Marek Marczynski, directeur du programme Armée, sécurité et police d’Amnesty International

De tels cas de figure donnent des insomnies aux stratèges militaires et aux experts en politique étrangère. Mais pour les nombreux civils qui vivent en Irak et en Syrie, ravagés par la guerre, ils font partie d’un cauchemar devenu réalité. Ces armes, dont l’EI s’est emparé ou qui lui ont été vendues de manière illégale ainsi qu’à d’autres groupes armés, ont facilité la commission d’exécutions sommaires, de disparitions forcées, de viols et d’actes de torture, et d’autres graves atteintes aux droits humains dans le cadre d’un conflit qui a contraint des millions de personnes à se déplacer dans leur pays ou à chercher refuge dans des pays voisins.

Le fait que des armes et des munitions dont l’exportation a été autorisée par des gouvernements puissent si facilement tomber entre les mains d’individus qui commettent des atteintes aux droits humains démontre de manière accablante que le commerce international des armes est mal réglementé.
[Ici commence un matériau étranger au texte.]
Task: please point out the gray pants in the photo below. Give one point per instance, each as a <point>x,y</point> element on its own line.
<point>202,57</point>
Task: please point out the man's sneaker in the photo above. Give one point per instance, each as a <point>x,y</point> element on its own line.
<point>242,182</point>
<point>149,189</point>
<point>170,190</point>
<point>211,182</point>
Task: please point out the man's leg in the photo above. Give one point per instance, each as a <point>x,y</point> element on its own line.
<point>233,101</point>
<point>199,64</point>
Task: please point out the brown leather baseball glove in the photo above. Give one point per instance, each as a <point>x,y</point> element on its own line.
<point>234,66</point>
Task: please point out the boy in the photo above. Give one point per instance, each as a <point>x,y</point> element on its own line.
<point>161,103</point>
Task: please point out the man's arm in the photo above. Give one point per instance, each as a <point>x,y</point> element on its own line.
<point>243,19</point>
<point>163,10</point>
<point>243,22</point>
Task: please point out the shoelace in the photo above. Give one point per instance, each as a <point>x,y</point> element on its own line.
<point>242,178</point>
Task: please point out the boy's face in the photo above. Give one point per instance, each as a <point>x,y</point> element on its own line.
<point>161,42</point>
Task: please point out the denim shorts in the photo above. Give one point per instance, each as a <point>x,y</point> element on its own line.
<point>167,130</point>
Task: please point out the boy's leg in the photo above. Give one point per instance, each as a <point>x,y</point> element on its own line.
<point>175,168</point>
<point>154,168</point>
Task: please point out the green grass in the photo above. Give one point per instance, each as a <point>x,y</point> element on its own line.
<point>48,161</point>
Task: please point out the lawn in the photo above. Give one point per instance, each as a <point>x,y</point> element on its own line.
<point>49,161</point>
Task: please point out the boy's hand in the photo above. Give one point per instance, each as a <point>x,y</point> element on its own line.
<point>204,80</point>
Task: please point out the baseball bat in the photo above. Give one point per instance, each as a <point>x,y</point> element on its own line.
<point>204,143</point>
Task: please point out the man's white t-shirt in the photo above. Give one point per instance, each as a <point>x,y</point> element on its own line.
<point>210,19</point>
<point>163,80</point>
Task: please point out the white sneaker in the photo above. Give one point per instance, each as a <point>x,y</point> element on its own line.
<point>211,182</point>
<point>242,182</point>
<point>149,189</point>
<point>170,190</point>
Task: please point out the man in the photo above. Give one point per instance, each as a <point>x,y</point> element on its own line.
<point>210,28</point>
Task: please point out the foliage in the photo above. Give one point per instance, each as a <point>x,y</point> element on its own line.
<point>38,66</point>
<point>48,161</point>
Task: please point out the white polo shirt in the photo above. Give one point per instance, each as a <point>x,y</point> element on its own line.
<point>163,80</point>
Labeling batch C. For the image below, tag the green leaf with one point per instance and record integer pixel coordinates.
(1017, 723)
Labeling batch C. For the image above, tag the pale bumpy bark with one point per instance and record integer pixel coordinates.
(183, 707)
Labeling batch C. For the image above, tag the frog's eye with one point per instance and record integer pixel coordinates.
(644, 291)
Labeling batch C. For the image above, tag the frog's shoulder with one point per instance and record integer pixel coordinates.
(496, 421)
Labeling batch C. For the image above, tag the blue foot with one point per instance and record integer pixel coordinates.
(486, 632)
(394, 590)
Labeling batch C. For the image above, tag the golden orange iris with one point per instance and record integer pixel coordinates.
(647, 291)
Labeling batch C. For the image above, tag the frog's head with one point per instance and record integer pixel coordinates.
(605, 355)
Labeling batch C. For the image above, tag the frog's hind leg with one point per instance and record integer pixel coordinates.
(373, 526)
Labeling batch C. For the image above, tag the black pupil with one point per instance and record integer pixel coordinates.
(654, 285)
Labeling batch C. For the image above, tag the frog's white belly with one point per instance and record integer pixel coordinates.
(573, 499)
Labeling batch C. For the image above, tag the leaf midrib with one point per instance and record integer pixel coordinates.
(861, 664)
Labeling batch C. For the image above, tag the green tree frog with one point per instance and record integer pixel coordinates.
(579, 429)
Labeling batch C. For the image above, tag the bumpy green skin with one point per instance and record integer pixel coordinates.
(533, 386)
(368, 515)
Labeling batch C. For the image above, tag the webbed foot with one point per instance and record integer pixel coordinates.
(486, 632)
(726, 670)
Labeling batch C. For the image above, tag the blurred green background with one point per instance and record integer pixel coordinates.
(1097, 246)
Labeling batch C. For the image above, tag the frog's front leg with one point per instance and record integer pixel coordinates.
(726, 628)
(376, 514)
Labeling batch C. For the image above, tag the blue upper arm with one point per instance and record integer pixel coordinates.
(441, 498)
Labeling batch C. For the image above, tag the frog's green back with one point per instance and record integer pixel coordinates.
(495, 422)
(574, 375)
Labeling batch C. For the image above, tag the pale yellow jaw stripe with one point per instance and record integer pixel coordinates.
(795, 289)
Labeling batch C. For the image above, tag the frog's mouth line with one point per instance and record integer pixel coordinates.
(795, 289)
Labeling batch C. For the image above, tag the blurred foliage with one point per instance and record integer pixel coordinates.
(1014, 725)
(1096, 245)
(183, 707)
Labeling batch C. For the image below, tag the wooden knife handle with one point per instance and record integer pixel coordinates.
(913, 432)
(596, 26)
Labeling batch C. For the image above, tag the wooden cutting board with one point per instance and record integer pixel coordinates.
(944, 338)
Et ce qui est encore pire, c’est que ce n’est pas la première fois que l’on constate un tel phénomène. Mais ceux qui dirigent le monde n’ont pas encore appris la leçon.

Lors de la guerre du Golfe de 1991 en Irak, beaucoup de dirigeants mondiaux se sont trouvés confrontés à une prise de conscience dans leur pays des dangers induits par le manque de garde-fous dans le commerce international des armes.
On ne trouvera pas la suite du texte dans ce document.